El cuento, en mi opinión, nos deja con la molesta sensación de estar incompleto, cosa que seguro estoy ha sido la intención del autor, porque explicar la otredad de “ellas” sería dañar el aura recóndita a la que no tenemos permiso –ni el creador o nosotros- a descubrir.
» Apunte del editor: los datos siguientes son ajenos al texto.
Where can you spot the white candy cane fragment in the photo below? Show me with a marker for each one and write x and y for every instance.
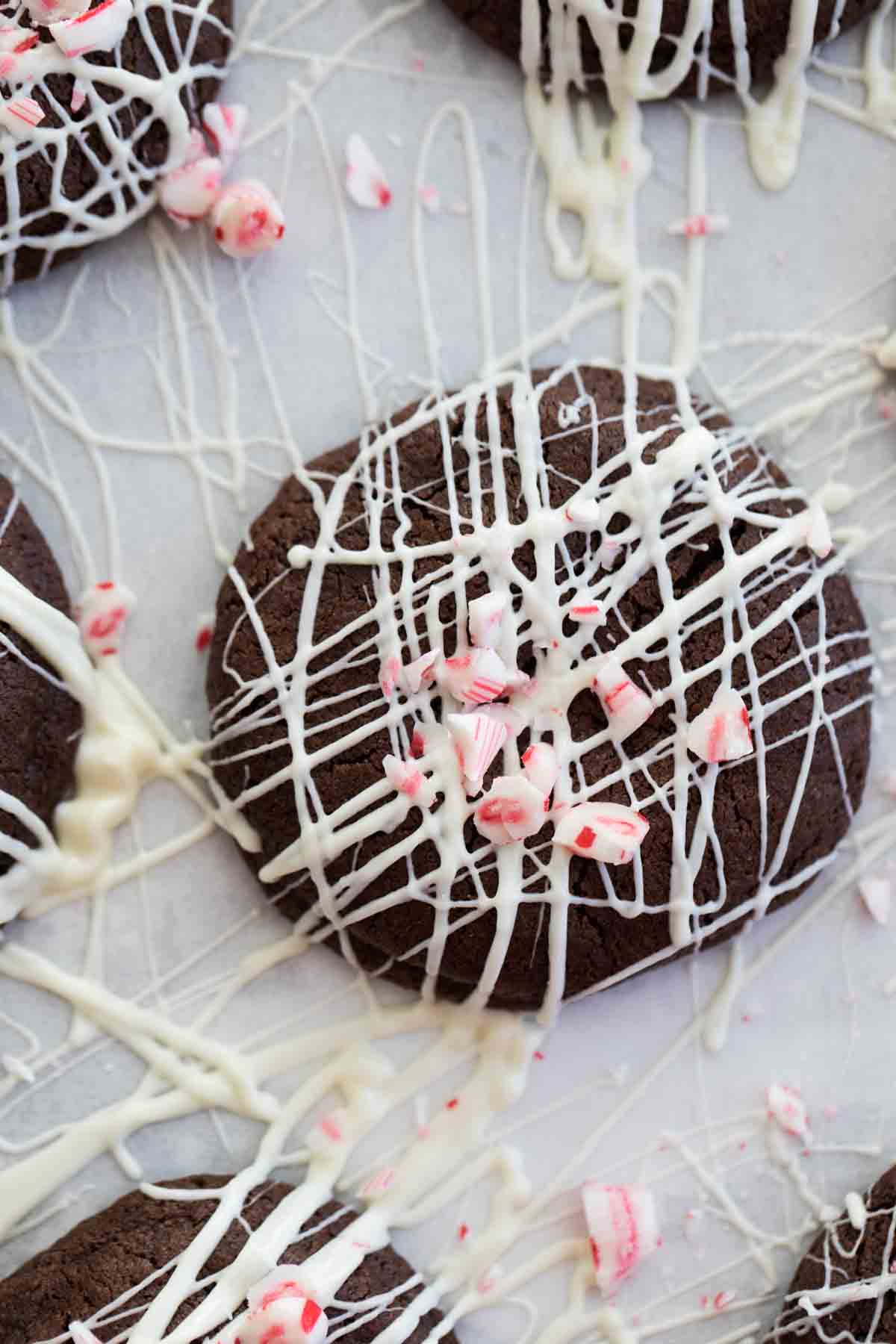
(19, 116)
(226, 125)
(722, 732)
(476, 678)
(188, 194)
(97, 30)
(585, 609)
(477, 741)
(625, 705)
(102, 615)
(786, 1108)
(623, 1230)
(247, 220)
(602, 831)
(418, 673)
(408, 781)
(485, 618)
(364, 178)
(877, 895)
(541, 766)
(512, 809)
(697, 226)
Con este relato, Juan accede a una nueva forma narrativa, combinando la ficción y la literatura de rasgos cognitivos, encontrando su voz en lo que siempre quiso hacer; adquirir en el lenguaje narrativo una voz de gigante atormentado (L.S).

Saludos:

Marco Gentile

JUAN MANUEL PARADA dijo...

Estimado Marco, muy acertado tu comentario, desde que leí en Quiroga, en Borges, en Poe e incluso en un joven escritor español de apellido Ferrando, el tema del doble, o alter ego, se me clavó la espina del tema. En este intento de cuento lo exploré tomando la anécdota sencilla de una amiga que le roba la personalidad a su compañera.
Quizá el fondo esté inconcluso, es verdad, quizá no posea la esfericidad que he logrado en otros relatos, pero me divertí escribiéndolo por el desafío que representa si tomamos en cuenta los precedentes tan buenos que hay. Veamos sin con algo de tiempo pueda darle otra lectura e intentar ir más allá de lo que hasta ahora pude.
En todo caso, gracias por tu amable lectura hermano.